UNASSIGNED: Our findings provide new epidemiologic evidence regarding the relationship between the gut microbiota and postmenopausal bone loss, laying a foundation for further exploration of therapeutic targets for the prevention and treatment of postmenopausal osteoporosis (PMO).
摘要:
最近的研究越来越强调肠道微生物群在维持骨骼稳态中的重要性。这项研究旨在确定患有骨质疏松症和骨质减少的绝经后妇女的肠道微生物组是否以及如何与健康个体不同。
■收集了27名骨质疏松症(OP)患者的粪便样本,44例骨量减少(ON),和23个正常对照(NC)。通过16SrRNA基因测序分析了肠道微生物群落的组成。
■根据α和β多样性,三组之间的微生物组成未发现显着差异。在门一级,与NC组相比,ON组的变形杆菌和Fusobacteriota显着升高,而Synergistota显着降低。在属一级,罗斯布里亚,梭菌_UCG.014,不动杆菌属,Dialister和乳杆菌在OP和NC组之间以及在ON和NC组之间存在差异(p<0.05)。线性判别效应大小(LEfSe)分析结果表明,NC中富集了1个门群落和18个属群落,ON和OP组,分别。Spearman相关分析表明,Dialister属的丰度与腰椎的BMD和T评分呈正相关(p<0.05)。功能预测表明,与氨基酸生物合成相关的途径,维生素生物合成,和核苷酸代谢在NC组中富集。另一方面,与代谢产物降解和碳水化合物代谢相关的通路主要分别在ON和OP组富集。

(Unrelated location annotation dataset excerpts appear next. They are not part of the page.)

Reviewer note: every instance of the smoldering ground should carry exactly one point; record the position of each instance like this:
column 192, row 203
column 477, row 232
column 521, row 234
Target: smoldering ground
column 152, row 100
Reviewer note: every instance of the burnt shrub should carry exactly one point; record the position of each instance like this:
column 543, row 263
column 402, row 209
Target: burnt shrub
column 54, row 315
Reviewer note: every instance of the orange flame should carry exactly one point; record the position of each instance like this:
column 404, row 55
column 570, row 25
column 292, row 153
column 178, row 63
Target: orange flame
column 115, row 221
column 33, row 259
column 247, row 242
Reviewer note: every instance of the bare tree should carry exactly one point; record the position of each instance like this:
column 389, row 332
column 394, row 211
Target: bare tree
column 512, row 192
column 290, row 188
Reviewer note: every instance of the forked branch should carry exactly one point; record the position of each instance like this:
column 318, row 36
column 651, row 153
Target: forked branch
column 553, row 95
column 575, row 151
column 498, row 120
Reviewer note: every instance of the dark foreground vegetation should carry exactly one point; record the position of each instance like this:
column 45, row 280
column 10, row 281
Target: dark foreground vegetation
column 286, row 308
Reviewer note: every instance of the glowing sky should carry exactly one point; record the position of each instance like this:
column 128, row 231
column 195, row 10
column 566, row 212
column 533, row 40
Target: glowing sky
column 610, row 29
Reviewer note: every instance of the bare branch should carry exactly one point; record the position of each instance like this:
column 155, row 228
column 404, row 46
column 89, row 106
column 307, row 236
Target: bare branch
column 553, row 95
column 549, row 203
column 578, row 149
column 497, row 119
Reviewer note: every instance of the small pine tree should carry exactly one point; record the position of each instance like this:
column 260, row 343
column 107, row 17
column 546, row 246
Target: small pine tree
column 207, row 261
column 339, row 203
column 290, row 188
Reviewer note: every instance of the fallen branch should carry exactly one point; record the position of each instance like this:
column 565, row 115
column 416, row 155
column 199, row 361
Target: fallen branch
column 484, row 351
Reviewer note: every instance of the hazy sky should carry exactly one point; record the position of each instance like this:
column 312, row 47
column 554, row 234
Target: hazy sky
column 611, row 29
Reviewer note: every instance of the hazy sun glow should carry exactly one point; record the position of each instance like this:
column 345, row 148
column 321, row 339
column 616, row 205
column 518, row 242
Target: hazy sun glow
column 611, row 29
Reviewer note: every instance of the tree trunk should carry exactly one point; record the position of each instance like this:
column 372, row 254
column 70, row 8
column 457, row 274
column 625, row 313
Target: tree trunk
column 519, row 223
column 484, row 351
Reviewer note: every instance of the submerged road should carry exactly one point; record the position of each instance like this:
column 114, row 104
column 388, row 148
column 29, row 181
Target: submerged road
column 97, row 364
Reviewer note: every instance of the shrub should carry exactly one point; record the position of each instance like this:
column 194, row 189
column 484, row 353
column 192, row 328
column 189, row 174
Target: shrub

■我们的研究结果提供了关于肠道菌群与绝经后骨丢失之间关系的新的流行病学证据。为进一步探索防治绝经后骨质疏松症(PMO)的治疗靶点奠定基础。
■收集了27名骨质疏松症(OP)患者的粪便样本,44例骨量减少(ON),和23个正常对照(NC)。通过16SrRNA基因测序分析了肠道微生物群落的组成。
■根据α和β多样性,三组之间的微生物组成未发现显着差异。在门一级,与NC组相比,ON组的变形杆菌和Fusobacteriota显着升高,而Synergistota显着降低。在属一级,罗斯布里亚,梭菌_UCG.014,不动杆菌属,Dialister和乳杆菌在OP和NC组之间以及在ON和NC组之间存在差异(p<0.05)。线性判别效应大小(LEfSe)分析结果表明,NC中富集了1个门群落和18个属群落,ON和OP组,分别。Spearman相关分析表明,Dialister属的丰度与腰椎的BMD和T评分呈正相关(p<0.05)。功能预测表明,与氨基酸生物合成相关的途径,维生素生物合成,和核苷酸代谢在NC组中富集。另一方面,与代谢产物降解和碳水化合物代谢相关的通路主要分别在ON和OP组富集。
■我们的研究结果提供了关于肠道菌群与绝经后骨丢失之间关系的新的流行病学证据。为进一步探索防治绝经后骨质疏松症(PMO)的治疗靶点奠定基础。